Original reactions from the OECD towards Brexit were to lower UK growth forecasts for this year from 1.6 per cent to 1.5 per cent stating that leaving the EU was a “major risk”.
But today the global trade body raised its growth forecast for the UK for 2018 from 1 per cent to 1.2 per cent.
Angel Gurria, OECD secretary-general said: “Growth has picked up momentum and the short-term outlook is positive, but there are still clear weaknesses and vulnerabilities.”
Just six weeks ago, the Paris-based group said the spirit displayed during the Blitz would be needed for the UK to survive its decision to leave the EU.
Angel Gurria, OECD secretary-general said: “What was it Churchill said? Stay calm and carry on. This is as valid now as it was then in the Blitz.”

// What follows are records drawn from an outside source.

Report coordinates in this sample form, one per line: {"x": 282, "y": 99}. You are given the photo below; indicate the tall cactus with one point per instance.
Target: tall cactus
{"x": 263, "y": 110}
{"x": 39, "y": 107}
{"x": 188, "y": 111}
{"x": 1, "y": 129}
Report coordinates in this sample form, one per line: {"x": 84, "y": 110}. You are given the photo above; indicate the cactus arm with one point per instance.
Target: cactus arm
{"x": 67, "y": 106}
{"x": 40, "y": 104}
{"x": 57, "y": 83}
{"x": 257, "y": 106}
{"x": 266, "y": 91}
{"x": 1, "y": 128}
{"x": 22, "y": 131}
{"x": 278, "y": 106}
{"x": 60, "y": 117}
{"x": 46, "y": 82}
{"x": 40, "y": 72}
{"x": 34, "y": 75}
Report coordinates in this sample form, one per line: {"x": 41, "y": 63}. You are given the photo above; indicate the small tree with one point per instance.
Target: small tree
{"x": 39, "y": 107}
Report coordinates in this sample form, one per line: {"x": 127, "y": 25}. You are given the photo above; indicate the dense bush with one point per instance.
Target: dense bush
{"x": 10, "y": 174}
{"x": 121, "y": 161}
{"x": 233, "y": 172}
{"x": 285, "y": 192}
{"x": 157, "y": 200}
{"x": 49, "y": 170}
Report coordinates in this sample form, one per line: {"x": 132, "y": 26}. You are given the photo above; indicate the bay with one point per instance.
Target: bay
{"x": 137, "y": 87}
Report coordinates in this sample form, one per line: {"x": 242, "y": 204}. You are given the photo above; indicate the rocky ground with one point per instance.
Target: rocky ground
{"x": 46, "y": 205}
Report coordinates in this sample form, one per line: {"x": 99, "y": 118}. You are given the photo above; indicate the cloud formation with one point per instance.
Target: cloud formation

Brexiteer John Longworth, former head of the British Chambers of Commerce, said: “Like so many organisations who are institutionally anti-Brexit…the OECD has talked down our economy again and again only to eat its words later.”
The OECD predicts the UK economy will slow down over the coming years with growth slowing down from 1.8 per cent last year, 1.5 per cent this year, 1.2 per cent next year and 1.1 per cent in 2019.
The OECD said: “The major risk for the economy is the uncertainty surrounding the exit process from the EU, which could hold back private spending more than projected.
“However, projects of maintaining the closest possible economic relationship with the EU would lead to stronger-than-expected growth.”
This news comes as the OECD has released its latest Economic Outlook published on November 28. The report states that European countries who are members of the OECD such as Czech Republic, Estonia, Hungary, Latvia, Lithuania, Poland, Slovakia and Slovenia are showing an increase in growth driven by consumption.